И рады бы поэты рвануть в царство ледяное, в вечность, но… увы… подстрелят на очередной войне — нелепой, инерционной, машинальной. Ничего: «Пусть поплачет Герда, а из этих слез пусть…», но до этого инстинктивного эха должно пройти еще лет сто «темноты, мерзлоты», чтобы другой поэт (на сей раз Дмитрий Быков) выкрикнул бы «в тоске неизъяснимой»: «Если б мне любить этот снег, как его любишь ты — ты, ценящая стиль макабр, вскормленная зимой, возвращающаяся в декабрь, словно к себе домой, девочка со звездой во лбу, узница правоты!» Снежная Принцесса, в общем. Без трех минут Королева Зимы.
Гражданственность
Повторюсь, русские поэты, уклонившиеся от госдел («Саранча летела, летела / И села, сидела, сидела — все съела, / И снова улетела» — командировочный отчет Пушкина генерал-губернатору Воронцову о саранче), открывшие для себя и для читающей публики частное пространство: «По прихоти своей скитаться здесь и там, / Дивясь божественным природы красотам», а «Зависеть от царя, зависеть от народа» — бр-р-р-р — сторонились зимы, снега, севера.

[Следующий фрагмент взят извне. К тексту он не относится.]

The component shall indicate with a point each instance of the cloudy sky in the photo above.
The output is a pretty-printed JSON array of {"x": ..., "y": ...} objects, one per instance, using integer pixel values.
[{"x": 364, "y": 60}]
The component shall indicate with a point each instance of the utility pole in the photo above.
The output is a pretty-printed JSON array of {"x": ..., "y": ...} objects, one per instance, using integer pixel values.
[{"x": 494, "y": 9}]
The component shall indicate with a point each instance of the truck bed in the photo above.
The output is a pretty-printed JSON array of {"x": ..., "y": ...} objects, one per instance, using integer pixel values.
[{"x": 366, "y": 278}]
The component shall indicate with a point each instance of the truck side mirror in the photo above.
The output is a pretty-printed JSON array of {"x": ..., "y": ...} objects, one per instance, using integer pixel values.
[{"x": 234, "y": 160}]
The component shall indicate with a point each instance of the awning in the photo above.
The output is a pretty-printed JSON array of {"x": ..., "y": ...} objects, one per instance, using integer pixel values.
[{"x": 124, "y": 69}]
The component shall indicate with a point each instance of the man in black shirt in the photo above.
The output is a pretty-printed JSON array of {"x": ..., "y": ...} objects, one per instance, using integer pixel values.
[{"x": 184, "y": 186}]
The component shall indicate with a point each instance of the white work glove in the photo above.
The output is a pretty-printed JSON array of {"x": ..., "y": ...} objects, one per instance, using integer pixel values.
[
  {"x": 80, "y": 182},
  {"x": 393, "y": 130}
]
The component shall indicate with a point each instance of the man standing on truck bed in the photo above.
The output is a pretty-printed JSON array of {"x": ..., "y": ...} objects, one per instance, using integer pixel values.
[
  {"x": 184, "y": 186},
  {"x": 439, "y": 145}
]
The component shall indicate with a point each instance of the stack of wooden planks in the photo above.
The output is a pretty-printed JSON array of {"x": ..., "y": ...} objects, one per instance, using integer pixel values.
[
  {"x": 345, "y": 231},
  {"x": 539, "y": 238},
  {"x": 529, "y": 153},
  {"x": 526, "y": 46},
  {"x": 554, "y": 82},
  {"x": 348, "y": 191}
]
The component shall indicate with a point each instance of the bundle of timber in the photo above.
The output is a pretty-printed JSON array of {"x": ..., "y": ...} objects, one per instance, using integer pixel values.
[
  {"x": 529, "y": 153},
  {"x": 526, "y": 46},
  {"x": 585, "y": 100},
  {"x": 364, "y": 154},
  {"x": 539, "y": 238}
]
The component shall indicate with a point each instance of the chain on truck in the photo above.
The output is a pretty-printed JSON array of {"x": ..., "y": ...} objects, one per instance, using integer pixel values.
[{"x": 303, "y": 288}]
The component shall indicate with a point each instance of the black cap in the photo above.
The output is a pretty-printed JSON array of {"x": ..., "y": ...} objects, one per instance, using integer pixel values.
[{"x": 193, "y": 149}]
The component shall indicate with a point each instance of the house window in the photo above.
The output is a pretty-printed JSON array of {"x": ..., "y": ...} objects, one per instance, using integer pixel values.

Конечно, конечно, и «Как жарко поцелуй пылает на морозе!», и «О Север, Север-чародей, / Иль я тобою околдован…», но это все — звонкая риторика. Тянуло на юг. Холод и снег и здесь-то обрыдли до полного немогу. «Петр Великий, Петр Великий! / Ты один виновней всех: / Для чего на север дикий / Понесло тебя на грех? / Восемь месяцев зима, вместо фиников — морошка. <…> так и тянет из окошка / Брякнуть вниз о мостовую одичалой головой… <…> // Мой близкий! <…> Ведь тянет, правда?» Или еще мрачнее, философичнее, чем гениальный фельетонист-стихотворец, Саша Черный, тютчевское: «В каком-то забытьи изнеможенья / Здесь человек лишь снится сам себе».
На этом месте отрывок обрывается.